If you’re a Morgan fan, it’s time to quietly remove your driving cap, slip off the string-backed driving gloves and bow your head in respect. The very last steel chassis Moggie has departed the quaint Malvern workshop.
It may have been decades out of step with the times, but there was something reassuring about a steel ladder chassis that dates back to 1936, when Morgan switched from making three-wheelers to fully-fledged four-wheel cars. Like the humble bacon sandwich, it may not have been sophisticated, but it did its job.
In fact, as you can see from the photos, Morgan’s steel chassis had just about as many components as that sandwich.
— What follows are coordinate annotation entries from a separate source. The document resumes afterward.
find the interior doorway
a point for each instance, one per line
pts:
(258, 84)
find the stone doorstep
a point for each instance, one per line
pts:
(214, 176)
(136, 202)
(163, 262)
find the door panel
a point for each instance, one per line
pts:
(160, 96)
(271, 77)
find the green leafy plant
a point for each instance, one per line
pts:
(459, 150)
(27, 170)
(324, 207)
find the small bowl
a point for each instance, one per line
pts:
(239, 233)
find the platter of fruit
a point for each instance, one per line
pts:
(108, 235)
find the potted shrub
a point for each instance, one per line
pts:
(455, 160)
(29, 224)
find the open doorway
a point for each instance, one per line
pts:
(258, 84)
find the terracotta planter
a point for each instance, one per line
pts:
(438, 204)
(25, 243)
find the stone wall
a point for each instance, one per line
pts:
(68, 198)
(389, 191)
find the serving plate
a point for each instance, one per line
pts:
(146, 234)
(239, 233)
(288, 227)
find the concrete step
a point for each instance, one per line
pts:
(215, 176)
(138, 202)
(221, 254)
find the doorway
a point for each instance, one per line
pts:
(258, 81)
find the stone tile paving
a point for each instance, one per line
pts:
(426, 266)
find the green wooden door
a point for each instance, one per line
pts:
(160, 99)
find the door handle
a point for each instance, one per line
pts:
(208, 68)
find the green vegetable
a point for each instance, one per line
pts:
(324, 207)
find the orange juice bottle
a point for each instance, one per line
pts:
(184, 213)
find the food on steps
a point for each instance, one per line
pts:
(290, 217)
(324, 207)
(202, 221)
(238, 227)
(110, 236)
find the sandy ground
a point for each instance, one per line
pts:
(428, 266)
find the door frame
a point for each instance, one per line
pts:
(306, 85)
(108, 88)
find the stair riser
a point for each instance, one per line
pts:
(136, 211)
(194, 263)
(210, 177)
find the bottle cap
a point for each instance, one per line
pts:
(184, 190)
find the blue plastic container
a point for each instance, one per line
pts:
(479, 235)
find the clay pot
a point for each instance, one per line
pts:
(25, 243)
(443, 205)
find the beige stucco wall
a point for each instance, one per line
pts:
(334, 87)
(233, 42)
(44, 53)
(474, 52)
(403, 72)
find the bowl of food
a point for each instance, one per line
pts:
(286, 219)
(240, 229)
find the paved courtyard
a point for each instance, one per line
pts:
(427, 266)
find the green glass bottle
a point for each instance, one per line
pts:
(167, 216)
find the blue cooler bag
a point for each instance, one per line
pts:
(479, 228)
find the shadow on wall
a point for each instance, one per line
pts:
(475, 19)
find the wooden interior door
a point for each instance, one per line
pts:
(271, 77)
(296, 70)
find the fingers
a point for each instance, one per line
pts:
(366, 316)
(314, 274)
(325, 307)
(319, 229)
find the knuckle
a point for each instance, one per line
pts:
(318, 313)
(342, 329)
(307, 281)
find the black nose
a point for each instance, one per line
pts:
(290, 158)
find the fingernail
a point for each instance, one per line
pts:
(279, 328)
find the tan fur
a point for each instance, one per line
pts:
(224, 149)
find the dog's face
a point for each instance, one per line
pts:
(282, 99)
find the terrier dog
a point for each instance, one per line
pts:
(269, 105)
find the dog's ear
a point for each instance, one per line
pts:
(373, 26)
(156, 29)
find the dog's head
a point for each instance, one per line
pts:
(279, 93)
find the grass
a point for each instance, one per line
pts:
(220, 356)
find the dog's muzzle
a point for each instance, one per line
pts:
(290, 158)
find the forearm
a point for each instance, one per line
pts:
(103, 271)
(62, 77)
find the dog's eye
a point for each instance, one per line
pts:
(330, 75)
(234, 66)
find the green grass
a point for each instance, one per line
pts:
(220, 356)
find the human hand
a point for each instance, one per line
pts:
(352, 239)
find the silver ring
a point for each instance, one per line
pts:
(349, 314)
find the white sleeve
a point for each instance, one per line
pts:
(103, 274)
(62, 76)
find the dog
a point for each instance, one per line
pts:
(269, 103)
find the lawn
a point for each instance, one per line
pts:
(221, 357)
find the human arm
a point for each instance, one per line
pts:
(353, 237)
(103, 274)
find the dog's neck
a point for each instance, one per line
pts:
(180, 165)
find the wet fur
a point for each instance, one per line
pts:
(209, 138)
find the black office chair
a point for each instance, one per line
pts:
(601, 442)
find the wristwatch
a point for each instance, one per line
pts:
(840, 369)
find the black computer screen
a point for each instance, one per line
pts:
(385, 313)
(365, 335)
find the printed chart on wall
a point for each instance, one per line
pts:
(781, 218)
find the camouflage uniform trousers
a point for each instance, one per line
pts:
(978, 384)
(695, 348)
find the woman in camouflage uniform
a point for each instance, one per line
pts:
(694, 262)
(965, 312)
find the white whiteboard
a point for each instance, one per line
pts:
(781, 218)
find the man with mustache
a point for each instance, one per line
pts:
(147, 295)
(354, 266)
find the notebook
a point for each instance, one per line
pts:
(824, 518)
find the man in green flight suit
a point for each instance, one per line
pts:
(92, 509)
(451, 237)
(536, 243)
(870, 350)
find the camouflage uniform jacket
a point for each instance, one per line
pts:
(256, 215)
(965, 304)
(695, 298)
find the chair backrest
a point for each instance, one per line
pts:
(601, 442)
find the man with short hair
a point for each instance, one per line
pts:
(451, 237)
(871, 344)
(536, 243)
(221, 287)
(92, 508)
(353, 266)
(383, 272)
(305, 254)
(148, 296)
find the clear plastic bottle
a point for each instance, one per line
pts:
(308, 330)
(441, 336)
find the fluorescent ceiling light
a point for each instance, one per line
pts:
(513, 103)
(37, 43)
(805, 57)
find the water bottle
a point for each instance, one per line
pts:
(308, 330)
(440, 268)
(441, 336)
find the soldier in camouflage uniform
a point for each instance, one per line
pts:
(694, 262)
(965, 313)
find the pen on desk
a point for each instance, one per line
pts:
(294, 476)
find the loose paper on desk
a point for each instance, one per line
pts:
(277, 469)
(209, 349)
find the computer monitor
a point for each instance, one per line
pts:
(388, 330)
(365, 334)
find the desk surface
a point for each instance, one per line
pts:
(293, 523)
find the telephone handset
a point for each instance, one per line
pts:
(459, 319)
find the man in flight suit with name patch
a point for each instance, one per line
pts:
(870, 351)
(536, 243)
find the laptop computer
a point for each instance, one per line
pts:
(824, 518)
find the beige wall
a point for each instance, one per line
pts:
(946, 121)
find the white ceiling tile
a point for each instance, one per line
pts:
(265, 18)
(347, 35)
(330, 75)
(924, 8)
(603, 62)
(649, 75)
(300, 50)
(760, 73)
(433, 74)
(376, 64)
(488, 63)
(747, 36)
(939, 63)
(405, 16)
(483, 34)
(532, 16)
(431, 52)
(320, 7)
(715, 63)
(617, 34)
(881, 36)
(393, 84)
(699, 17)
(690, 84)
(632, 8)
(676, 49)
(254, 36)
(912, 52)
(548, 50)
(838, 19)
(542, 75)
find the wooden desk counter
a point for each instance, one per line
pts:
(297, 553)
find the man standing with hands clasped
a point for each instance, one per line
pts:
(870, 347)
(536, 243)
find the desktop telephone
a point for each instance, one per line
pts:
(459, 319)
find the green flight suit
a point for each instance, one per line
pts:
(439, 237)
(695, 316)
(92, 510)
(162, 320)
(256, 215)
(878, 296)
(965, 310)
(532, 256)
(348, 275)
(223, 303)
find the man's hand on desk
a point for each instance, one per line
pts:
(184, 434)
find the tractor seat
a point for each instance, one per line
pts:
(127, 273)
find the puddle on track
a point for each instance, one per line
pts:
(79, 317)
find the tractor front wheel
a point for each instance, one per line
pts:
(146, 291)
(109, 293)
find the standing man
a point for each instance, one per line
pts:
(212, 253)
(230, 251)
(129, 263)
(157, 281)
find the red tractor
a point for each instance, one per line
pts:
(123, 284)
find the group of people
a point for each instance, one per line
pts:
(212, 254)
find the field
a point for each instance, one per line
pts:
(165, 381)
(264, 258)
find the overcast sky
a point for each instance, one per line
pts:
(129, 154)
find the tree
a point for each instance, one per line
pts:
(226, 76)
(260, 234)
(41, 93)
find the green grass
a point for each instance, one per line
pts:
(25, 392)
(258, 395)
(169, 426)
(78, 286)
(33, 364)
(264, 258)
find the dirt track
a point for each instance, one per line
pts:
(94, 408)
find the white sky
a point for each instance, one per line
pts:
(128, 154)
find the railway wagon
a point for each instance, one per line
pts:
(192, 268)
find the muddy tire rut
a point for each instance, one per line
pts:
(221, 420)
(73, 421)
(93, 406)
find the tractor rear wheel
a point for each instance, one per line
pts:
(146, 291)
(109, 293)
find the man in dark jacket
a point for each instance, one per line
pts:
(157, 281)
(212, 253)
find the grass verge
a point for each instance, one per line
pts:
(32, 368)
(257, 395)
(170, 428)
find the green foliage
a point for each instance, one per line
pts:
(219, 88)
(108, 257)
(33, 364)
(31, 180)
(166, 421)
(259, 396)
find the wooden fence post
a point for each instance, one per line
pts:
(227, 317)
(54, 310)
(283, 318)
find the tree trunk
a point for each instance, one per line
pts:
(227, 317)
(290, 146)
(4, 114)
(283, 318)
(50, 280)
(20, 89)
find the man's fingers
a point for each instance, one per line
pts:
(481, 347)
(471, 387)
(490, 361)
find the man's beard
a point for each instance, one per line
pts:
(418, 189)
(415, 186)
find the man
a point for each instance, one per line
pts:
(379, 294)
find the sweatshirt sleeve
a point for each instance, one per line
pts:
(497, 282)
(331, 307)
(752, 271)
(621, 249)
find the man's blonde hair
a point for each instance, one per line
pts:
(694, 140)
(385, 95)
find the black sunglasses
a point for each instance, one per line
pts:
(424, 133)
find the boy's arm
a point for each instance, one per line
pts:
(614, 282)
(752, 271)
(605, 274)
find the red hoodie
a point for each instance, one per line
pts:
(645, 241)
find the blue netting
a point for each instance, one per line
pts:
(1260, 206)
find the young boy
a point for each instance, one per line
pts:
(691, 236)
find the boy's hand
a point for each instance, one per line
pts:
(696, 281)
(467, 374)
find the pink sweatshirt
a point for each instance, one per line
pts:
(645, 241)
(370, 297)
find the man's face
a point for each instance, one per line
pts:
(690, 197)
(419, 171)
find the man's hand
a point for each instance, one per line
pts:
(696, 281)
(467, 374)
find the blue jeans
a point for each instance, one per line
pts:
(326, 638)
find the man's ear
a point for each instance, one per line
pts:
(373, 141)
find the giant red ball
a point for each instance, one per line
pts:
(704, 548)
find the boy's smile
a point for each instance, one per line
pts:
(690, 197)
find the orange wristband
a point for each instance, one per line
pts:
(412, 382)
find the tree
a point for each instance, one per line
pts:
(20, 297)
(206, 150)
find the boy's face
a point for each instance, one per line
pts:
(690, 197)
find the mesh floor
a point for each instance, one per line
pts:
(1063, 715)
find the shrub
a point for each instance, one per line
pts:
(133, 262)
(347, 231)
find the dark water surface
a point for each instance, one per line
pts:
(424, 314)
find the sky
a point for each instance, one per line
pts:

Simply two rails and the crossmembers holding them together, like you’d find on almost any early horseless carriage.
Equally crude was the suspension, which used an unusual sliding pillar setup at the front, allowing the hub and wheel assembly to move vertically on a top-and-bottom-fixed kingpin, with leaf springs deployed at the rear.
This chassis has graced 35,000 Morgans since it was introduced in the 4-4, but even Morgan has to move with the times, a trend that started with the Aero 8 in 2000. That car was engineered by Chris Lawrence, who had achieved a class win at Le Mans, driving a Morgan Plus 4, in 1962.
Now, despite maintaining their appearance, all Morgans have a bonded aluminium chassis, called the CX-Generation, which is lighter and more rigid, mated to double-wishbone suspension at all four corners. This endows the latest Morgans with the previously unknown characteristics of ride and handling. Other anomalies in the new Plus Six and Plus Four include electric power steering and turbocharged engines from BMW. You can read ben Barry’s review of the latest Plus Four, here.
Thankfully, not everything anachronistic has been dispatched. You will still hear the sounds of sawing, sanding, and hammering from the sheds in Worcestershire, as Morgan continues to use an ash frame to support its wonderful hand-beaten body panels.